When a lawsuit against Yahoo was dismissed by US District Court Judge Michael Baylson, you can bet that the Internet behemoth was relieved that the judge sided with them in saying that they had not violated any Telephone Consumer Protection Act laws.
Those laws specifically prohibit the use of auto dialers to send SMS messages without a recipient’s consent, but Philadelphia resident Bill Dominquez says that he indeed received those messages, to the tune of approximately 5000 in a five-month period. Dominquez wants the lawsuit to continue but, not surprisingly, Yahoo is asking for the court to uphold the decision to dismiss it.
Yahoo argues that there SMS system doesn’t rely on automated dialers but, instead “Messages sent through the email SMS service were not sent randomly, and bulk or to sequential numbers – only to specific phone numbers manually inputted by individual Yahoo users.”
The lawsuit filed by Dominquez argues that this is impossible, saying that he received nearly 5000 SMS messages and doesn’t even have a Yahoo email address. He started receiving the SMS messages after he purchased a used T-Mobile cell phone but didn’t change the number that was on that cell phone to a new number.

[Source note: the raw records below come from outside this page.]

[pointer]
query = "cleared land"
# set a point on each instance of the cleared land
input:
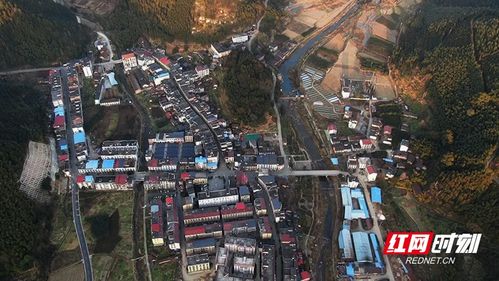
(36, 168)
(107, 222)
(308, 14)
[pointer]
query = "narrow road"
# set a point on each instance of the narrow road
(140, 198)
(275, 235)
(375, 229)
(108, 44)
(253, 36)
(279, 130)
(75, 199)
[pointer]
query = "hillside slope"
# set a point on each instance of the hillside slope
(38, 33)
(456, 45)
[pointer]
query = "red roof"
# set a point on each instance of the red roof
(153, 179)
(202, 215)
(185, 176)
(305, 275)
(153, 163)
(127, 56)
(194, 230)
(169, 200)
(286, 238)
(164, 60)
(59, 121)
(242, 178)
(155, 227)
(80, 178)
(366, 142)
(121, 179)
(370, 169)
(387, 130)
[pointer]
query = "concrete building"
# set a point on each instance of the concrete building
(240, 38)
(202, 71)
(129, 61)
(197, 263)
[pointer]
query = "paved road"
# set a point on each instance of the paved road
(108, 44)
(275, 236)
(221, 158)
(75, 200)
(317, 173)
(253, 36)
(375, 229)
(28, 70)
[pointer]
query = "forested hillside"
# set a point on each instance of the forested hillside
(25, 225)
(201, 21)
(457, 46)
(36, 33)
(246, 89)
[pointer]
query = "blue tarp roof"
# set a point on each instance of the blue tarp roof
(92, 164)
(350, 270)
(362, 247)
(200, 159)
(334, 160)
(377, 257)
(376, 194)
(154, 208)
(79, 137)
(363, 206)
(107, 163)
(59, 111)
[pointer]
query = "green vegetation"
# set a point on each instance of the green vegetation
(246, 89)
(388, 21)
(308, 32)
(36, 33)
(24, 239)
(368, 63)
(318, 62)
(107, 122)
(172, 19)
(107, 219)
(390, 113)
(380, 46)
(458, 49)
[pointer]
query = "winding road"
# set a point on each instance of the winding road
(75, 199)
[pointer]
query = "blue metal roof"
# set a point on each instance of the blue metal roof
(79, 137)
(154, 208)
(107, 163)
(201, 243)
(377, 257)
(200, 159)
(376, 194)
(362, 247)
(363, 206)
(92, 164)
(59, 111)
(334, 160)
(350, 270)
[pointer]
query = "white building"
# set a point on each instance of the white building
(366, 144)
(218, 51)
(371, 173)
(202, 71)
(129, 61)
(404, 145)
(240, 38)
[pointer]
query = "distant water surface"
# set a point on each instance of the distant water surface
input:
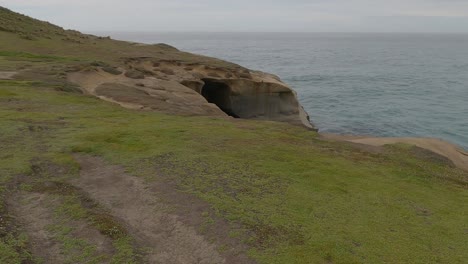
(364, 84)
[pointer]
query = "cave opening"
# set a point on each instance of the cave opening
(218, 93)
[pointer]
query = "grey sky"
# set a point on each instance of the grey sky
(251, 15)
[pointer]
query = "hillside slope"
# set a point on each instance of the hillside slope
(84, 180)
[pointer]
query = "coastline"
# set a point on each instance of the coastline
(454, 153)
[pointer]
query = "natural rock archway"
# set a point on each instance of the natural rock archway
(218, 93)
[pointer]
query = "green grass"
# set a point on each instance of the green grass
(297, 198)
(292, 197)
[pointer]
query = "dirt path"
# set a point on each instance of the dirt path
(35, 214)
(7, 75)
(165, 239)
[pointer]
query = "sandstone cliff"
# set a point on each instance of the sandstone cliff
(194, 88)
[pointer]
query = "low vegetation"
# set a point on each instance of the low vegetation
(288, 195)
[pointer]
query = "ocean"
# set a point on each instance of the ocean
(398, 85)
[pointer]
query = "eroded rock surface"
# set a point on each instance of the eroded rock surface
(195, 89)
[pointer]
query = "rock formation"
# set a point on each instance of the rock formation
(194, 88)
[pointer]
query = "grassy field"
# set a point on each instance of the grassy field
(285, 193)
(294, 197)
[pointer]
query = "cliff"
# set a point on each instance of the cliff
(182, 180)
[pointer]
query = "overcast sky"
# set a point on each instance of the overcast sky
(250, 15)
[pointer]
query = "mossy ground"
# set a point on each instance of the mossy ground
(291, 196)
(297, 199)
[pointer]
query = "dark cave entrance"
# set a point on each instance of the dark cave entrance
(219, 94)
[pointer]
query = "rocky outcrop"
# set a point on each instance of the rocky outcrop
(195, 89)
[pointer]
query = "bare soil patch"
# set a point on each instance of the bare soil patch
(164, 237)
(7, 75)
(35, 214)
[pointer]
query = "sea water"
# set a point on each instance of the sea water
(402, 85)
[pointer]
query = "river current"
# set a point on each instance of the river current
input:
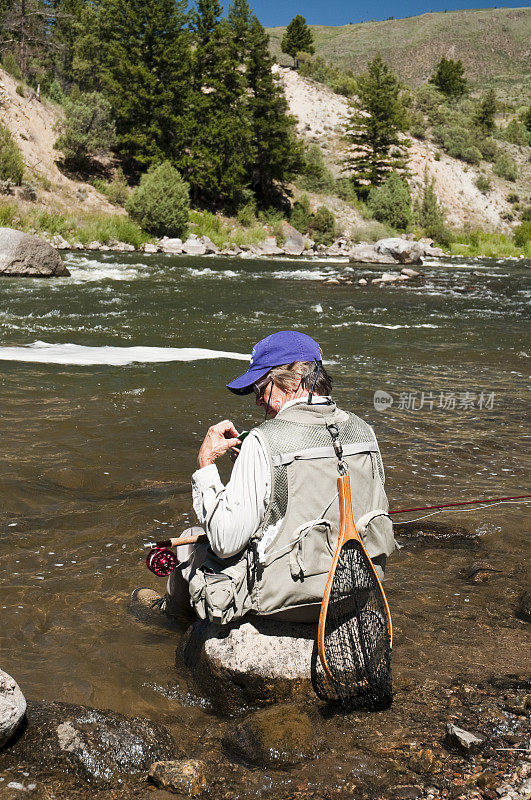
(108, 382)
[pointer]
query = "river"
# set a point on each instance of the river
(108, 382)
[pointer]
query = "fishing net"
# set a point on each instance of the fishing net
(357, 643)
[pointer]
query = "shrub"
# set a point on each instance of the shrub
(11, 163)
(246, 215)
(506, 168)
(489, 149)
(55, 92)
(87, 129)
(429, 214)
(316, 176)
(515, 133)
(300, 214)
(522, 234)
(10, 64)
(117, 191)
(391, 202)
(323, 225)
(458, 143)
(161, 204)
(483, 183)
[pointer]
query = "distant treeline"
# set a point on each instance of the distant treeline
(186, 86)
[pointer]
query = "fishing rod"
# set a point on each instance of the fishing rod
(162, 561)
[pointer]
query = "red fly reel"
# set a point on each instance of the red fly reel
(161, 561)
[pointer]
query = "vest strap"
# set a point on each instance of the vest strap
(323, 452)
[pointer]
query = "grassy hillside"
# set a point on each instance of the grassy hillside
(493, 44)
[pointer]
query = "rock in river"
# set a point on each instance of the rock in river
(250, 663)
(184, 777)
(90, 745)
(22, 255)
(12, 707)
(280, 735)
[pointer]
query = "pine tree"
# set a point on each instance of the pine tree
(277, 154)
(449, 77)
(218, 147)
(144, 75)
(298, 38)
(377, 117)
(484, 117)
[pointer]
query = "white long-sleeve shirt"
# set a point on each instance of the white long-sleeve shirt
(231, 514)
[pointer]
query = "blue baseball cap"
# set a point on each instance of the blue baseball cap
(278, 348)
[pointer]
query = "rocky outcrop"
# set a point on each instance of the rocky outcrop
(22, 255)
(294, 242)
(250, 663)
(12, 707)
(93, 746)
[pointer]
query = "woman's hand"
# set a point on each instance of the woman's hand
(218, 441)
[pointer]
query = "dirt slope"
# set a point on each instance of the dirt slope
(31, 123)
(321, 116)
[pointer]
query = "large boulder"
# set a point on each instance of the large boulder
(368, 254)
(403, 251)
(90, 746)
(12, 707)
(250, 663)
(294, 242)
(194, 246)
(22, 255)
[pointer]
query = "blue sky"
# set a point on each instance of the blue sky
(340, 12)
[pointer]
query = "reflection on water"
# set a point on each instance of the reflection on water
(96, 458)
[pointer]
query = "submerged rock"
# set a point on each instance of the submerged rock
(250, 663)
(12, 707)
(22, 255)
(280, 735)
(93, 746)
(185, 777)
(463, 740)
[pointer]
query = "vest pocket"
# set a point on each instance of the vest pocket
(217, 596)
(312, 553)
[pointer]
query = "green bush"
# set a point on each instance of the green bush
(483, 183)
(161, 203)
(87, 129)
(11, 163)
(489, 149)
(522, 234)
(10, 64)
(323, 226)
(506, 168)
(117, 191)
(391, 202)
(516, 133)
(316, 176)
(458, 143)
(300, 214)
(55, 93)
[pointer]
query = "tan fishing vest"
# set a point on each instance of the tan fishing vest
(287, 560)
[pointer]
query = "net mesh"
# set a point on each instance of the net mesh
(356, 637)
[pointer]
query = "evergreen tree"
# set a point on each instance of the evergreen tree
(144, 74)
(218, 147)
(428, 213)
(298, 38)
(377, 117)
(277, 154)
(484, 117)
(449, 77)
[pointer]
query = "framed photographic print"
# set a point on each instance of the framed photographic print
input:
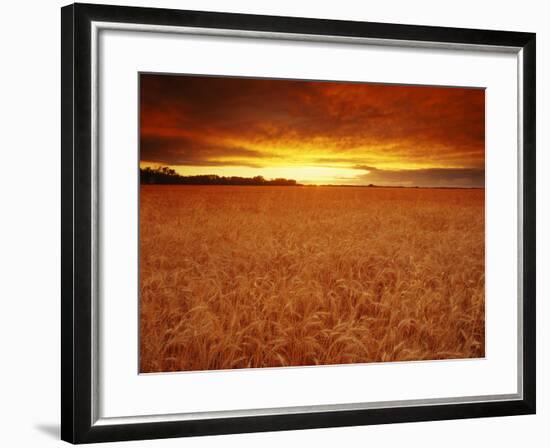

In recent court papers that they filed (and shared by MediaPost), T-Mobile argued that “Rather than simply asking his carrier to assign him a new number, Dominguez filed a complaint seeking to recover … statutory damages against Yahoo for allegedly violating the TCPA.”
Confusing matters is the fact that, even though Judge Michael Baylson agreed with Yahoo, another, different judge presiding over a separate lawsuit in California ruled against the company.
The lawsuit is ongoing and, as you might imagine, many businesses who engage in SMS text message advertising are keen on seeing its eventual outcome.